Gilles Gendreau n’est plus. L’annonce du décès du « père de la psychoéducation » – décès survenu singulièrement le jour de la fête des pères – en a bouleversé plusieurs. Gilles était devenu un personnage quasi intemporel : pour les plus aguerris, il était un collègue, pour les plus jeunes, une figure légendaire de l’histoire de la psychoéducation. Vivre à la même époque que le fondateur d’une discipline est un honneur rare ; tous ceux qui l’ont côtoyé de près, collègues, étudiants, jeunes en difficulté, peuvent se compter privilégiés. Permettez-moi un parallèle : Gilles Gendreau est à la psychoéducation ce que Wilhelm Wundt ou encore William James sont à la psychologie. Bien sûr, la psychoéducation n’a pas le prestige ni l’histoire de cette « vieille » discipline qu’est la psychologie, mais toute proportion gardée, la contribution de Gilles Gendreau à l’édification de cette jeune discipline est indéniable. Sans lui, il n’y aurait pas eu de psychoéducation, ni de psychoéducatrices ou psychoéducateurs.
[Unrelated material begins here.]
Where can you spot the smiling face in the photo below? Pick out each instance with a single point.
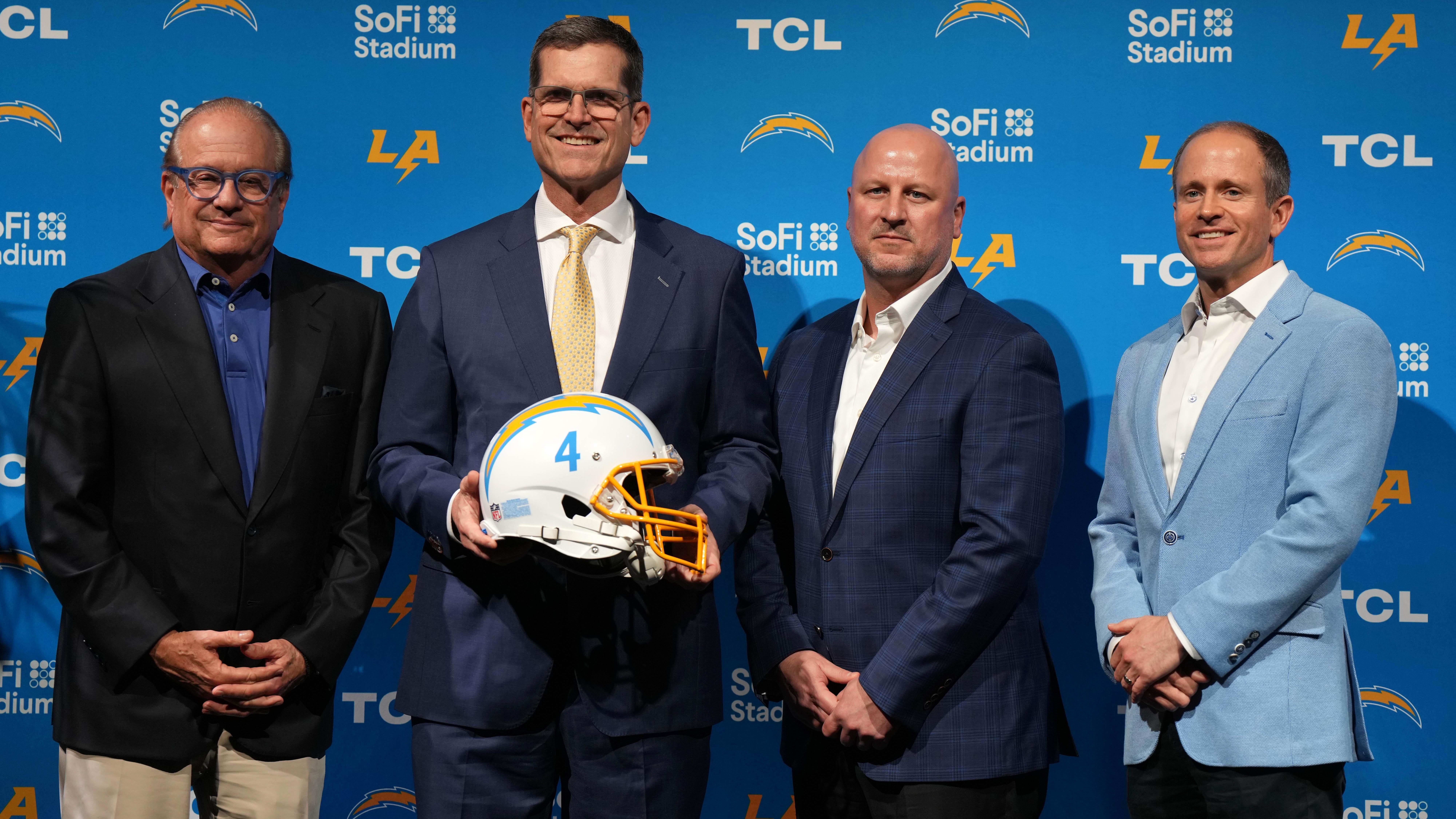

Gilles était un homme indéniablement doué pour la communication et l’interaction sociale. Son charisme et sa collégialité n’avaient d’égal que la gentillesse et l’honnêteté qui ont toujours guidé sa vie, professionnelle et familiale. Ayant tissé des liens étroits avec plusieurs générations, il avait une mémoire phénoménale des personnes, une mémoire sociale indéfectible. Il avait le don d’écouter avec intérêt et avec chaleur, de donner de l’importance à l’autre et à ce qu’il disait ; on se sentait important auprès de lui. Et puis, il avait une confiance inébranlable envers les autres. Même avec les jeunes les plus récalcitrants au changement, il n’abandonnait jamais, centrant son observation et son analyse sur les aspects positifs de la personne : il ne faut « pas retenir de la vie ce qui a échoué » écrivait-il dans son autobiographie inachevée.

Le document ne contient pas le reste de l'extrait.